Senator Ronald Dela Rosa briefly sought refuge in the Senate last week while asking the Philippine Supreme Court to stop an attempt by government agents to arrest him.
The fugitive senator, the former national police chief in the early years of Duterte’s anti-drug campaign, barely escaped arrest before wild scenes erupted on May 13.
Shots were fired during the mayhem that sent senators scurrying into their offices for shelter.
Philippines authorities presented their initial findings into the incident at a public briefing on Tuesday, where interior secretary Juanito Victor Remulla identified Senate Sergeant-at-Arms Mao Aplasca as the person who fired the first shot.
Aplasca’s shot outside the building prompted a government agent to fire a warning shot in return, he said.
“All evidence points that there was no attack on the Senate,” Remulla said, adding that government agents “never set foot” inside the Senate building.
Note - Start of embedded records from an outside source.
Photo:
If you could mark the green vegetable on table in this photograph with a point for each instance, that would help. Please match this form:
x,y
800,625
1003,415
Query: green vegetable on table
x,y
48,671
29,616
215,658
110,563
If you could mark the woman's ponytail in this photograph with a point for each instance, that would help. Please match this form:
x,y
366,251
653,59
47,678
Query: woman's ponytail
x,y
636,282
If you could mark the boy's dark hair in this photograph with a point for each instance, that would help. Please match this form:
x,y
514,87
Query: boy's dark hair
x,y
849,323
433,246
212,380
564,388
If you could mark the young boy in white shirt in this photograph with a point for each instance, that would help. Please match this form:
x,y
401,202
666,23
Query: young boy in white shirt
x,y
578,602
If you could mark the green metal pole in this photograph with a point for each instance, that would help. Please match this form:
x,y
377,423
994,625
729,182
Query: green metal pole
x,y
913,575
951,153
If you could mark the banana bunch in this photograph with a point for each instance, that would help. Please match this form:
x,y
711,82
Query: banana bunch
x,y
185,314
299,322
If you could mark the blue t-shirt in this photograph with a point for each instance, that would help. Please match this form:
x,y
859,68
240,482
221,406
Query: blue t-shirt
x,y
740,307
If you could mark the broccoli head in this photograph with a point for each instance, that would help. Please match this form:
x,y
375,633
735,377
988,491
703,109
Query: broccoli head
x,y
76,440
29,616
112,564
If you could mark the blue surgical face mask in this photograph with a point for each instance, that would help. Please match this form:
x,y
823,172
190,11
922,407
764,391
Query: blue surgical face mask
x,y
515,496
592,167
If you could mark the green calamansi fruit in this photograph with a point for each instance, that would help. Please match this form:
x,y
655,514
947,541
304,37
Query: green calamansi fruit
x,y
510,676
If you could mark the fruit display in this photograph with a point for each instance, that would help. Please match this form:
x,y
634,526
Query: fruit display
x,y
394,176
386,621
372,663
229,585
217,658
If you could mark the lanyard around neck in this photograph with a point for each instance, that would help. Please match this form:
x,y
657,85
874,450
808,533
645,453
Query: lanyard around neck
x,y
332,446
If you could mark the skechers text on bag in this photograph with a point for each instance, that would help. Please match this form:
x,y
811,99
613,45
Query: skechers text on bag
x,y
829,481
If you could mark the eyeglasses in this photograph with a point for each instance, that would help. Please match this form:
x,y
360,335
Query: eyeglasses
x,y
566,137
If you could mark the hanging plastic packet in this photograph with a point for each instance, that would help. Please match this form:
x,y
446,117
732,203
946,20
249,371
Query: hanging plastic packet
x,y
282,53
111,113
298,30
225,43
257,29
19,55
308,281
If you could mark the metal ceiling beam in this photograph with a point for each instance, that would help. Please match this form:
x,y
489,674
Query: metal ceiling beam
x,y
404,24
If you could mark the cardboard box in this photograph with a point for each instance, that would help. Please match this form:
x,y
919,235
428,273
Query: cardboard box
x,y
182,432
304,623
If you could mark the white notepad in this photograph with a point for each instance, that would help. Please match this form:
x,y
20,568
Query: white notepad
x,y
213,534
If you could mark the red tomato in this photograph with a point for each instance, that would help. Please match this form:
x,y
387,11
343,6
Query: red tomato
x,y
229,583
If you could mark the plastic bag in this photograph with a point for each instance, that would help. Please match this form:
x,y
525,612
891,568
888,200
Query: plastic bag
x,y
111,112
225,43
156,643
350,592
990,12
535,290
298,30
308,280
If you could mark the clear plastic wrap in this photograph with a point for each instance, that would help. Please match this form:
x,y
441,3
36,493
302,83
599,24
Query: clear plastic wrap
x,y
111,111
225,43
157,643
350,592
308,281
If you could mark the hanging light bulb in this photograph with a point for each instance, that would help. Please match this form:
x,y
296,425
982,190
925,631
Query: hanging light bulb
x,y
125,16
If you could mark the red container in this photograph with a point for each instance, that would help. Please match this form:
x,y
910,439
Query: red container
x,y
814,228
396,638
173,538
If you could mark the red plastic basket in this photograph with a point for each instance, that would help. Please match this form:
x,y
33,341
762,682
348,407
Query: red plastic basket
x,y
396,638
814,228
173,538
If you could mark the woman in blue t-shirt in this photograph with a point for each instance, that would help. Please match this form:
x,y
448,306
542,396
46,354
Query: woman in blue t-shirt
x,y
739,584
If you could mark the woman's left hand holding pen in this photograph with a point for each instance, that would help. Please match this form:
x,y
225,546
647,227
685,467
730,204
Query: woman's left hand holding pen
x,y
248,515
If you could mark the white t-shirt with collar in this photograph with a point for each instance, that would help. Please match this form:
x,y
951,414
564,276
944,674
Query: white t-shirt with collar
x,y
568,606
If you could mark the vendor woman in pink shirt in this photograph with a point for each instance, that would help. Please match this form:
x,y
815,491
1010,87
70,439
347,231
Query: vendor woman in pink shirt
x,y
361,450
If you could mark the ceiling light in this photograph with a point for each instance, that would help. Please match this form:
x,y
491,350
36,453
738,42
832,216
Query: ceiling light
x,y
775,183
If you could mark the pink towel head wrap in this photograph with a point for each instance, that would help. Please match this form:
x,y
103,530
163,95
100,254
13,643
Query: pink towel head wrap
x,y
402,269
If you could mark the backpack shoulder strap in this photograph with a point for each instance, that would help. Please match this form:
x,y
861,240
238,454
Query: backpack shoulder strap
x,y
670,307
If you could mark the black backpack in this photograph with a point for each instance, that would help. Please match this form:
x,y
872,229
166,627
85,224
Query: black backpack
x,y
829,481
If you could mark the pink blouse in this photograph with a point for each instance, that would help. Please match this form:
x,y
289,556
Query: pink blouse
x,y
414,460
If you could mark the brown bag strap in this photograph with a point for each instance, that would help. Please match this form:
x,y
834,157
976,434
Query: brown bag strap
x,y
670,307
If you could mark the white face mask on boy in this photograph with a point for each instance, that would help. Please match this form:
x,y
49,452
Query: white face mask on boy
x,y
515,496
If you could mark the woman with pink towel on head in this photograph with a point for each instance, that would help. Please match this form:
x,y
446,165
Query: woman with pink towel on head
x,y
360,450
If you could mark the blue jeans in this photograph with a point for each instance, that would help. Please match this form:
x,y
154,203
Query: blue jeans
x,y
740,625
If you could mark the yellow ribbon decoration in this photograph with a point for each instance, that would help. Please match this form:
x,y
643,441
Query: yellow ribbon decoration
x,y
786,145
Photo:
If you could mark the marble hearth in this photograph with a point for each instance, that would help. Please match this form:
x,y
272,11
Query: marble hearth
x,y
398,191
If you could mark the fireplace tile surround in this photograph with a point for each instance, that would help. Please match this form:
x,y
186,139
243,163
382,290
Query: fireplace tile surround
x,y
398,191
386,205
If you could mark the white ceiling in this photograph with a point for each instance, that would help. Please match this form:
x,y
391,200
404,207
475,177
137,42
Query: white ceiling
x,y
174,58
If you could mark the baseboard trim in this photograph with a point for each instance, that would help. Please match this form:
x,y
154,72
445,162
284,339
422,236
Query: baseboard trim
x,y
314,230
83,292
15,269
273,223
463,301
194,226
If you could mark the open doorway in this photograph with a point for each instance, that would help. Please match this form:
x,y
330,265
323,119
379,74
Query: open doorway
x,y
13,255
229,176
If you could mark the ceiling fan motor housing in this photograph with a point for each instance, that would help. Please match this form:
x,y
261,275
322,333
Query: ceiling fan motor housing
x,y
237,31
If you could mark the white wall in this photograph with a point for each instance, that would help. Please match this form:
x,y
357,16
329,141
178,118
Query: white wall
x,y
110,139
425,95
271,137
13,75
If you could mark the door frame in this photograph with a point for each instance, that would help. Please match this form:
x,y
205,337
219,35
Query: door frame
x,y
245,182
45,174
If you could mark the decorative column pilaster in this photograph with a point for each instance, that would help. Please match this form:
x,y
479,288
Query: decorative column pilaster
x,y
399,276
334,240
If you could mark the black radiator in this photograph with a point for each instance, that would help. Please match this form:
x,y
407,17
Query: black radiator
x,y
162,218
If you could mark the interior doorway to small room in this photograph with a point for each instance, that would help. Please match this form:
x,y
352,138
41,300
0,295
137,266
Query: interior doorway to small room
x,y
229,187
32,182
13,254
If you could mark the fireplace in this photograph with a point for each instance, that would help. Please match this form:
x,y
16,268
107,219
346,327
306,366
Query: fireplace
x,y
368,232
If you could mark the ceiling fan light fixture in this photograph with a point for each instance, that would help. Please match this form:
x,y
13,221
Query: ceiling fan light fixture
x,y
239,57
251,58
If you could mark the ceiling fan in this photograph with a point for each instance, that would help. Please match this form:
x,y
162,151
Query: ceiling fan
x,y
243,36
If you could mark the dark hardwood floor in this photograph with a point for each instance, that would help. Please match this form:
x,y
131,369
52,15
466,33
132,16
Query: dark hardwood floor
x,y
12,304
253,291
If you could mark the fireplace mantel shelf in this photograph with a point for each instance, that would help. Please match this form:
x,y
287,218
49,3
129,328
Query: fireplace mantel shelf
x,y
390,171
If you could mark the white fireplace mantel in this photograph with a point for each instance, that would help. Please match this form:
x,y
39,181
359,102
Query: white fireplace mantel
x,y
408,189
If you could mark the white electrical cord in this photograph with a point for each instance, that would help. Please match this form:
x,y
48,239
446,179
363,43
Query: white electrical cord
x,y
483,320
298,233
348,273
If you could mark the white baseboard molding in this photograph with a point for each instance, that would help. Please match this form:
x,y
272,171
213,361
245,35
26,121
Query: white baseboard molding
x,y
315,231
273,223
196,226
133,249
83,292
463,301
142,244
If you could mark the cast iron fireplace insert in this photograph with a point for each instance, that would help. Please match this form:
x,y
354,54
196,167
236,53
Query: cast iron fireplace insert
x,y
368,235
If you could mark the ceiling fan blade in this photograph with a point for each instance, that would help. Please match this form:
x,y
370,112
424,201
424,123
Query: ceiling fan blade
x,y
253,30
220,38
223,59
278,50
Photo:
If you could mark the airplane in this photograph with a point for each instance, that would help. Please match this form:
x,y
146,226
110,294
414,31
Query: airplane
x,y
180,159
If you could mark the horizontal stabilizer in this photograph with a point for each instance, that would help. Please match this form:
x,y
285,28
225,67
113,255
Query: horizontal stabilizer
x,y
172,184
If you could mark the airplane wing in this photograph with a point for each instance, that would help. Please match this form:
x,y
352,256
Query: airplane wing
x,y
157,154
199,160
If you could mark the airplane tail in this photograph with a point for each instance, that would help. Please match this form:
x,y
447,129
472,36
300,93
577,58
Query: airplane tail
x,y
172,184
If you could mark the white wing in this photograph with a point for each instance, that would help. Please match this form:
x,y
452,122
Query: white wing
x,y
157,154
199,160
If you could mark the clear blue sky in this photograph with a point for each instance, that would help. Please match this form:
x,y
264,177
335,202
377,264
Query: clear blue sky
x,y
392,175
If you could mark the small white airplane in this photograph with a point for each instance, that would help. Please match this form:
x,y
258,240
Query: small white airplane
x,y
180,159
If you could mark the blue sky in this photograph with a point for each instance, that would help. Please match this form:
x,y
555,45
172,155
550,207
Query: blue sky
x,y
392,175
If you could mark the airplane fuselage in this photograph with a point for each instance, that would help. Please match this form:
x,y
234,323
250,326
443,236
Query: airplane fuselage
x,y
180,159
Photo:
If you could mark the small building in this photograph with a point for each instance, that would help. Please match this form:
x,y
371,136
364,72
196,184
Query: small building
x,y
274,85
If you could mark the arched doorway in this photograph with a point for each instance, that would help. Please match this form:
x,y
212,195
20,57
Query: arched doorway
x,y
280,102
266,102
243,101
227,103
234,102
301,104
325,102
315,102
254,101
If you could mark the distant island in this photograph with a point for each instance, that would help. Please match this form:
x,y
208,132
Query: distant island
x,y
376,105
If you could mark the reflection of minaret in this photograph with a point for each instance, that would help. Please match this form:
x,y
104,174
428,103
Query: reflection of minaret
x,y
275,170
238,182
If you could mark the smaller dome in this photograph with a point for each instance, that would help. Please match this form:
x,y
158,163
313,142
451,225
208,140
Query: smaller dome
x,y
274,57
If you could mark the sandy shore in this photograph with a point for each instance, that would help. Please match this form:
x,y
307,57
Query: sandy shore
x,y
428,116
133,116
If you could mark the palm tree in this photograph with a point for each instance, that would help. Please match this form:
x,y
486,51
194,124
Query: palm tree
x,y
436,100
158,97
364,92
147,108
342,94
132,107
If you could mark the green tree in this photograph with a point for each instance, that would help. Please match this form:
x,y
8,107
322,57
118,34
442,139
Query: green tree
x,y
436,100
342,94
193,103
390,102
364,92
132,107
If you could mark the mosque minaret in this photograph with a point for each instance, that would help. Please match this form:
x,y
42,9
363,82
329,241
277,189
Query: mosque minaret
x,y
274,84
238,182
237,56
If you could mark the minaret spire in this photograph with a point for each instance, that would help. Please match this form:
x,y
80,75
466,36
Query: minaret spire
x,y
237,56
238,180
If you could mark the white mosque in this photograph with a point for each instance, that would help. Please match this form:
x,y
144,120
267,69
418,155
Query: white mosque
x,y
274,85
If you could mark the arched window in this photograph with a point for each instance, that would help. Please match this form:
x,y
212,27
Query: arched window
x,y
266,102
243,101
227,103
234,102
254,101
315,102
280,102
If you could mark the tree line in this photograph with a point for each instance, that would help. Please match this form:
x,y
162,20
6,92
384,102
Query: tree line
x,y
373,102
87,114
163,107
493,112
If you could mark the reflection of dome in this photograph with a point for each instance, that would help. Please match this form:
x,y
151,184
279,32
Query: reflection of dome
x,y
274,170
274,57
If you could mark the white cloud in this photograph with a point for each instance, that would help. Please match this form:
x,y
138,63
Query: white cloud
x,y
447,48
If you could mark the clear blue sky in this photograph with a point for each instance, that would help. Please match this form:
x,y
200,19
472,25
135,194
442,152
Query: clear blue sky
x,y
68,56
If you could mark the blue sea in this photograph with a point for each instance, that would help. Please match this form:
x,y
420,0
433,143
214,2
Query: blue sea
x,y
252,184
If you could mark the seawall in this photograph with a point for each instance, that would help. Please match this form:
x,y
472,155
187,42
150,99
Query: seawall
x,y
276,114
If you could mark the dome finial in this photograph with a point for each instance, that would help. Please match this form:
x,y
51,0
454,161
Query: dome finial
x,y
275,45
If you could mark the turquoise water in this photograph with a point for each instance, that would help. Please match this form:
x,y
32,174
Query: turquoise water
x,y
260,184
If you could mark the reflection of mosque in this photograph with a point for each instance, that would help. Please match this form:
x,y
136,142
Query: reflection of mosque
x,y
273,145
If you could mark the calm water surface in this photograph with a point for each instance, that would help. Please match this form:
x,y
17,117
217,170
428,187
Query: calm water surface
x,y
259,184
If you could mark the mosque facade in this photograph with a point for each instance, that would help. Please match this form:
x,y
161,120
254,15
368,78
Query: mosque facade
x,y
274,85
Police chief Jose Nartatez said Aplasca had been called to a police inquiry to have his gun tested but he had not yet complied.
CCTV footage subpoenaed by investigators from the Senate appeared to show him firing a rifle.
Aplasca is a former classmate of Dela Rosa and said in an interview with a local television station that he had fired the first warning shot when he saw a group of armed men he thought were trying to enter the Senate.
Senate president Alan Peter Cayetano has also said security guards fired warning shots because it was feared the Senate had come under attack.
Nartatez said Dela Rosa possibly left the Senate last Wednesday in a vehicle registered to his ally, Senator Robin Padilla, to an unknown destination.
Dela Rosa is accused along with Duterte and others of the “crime against humanity of murder” for their roles in the deadly crackdown on illegal drugs.
Duterte was arrested last year and is awaiting trial by the ICC in The Hague.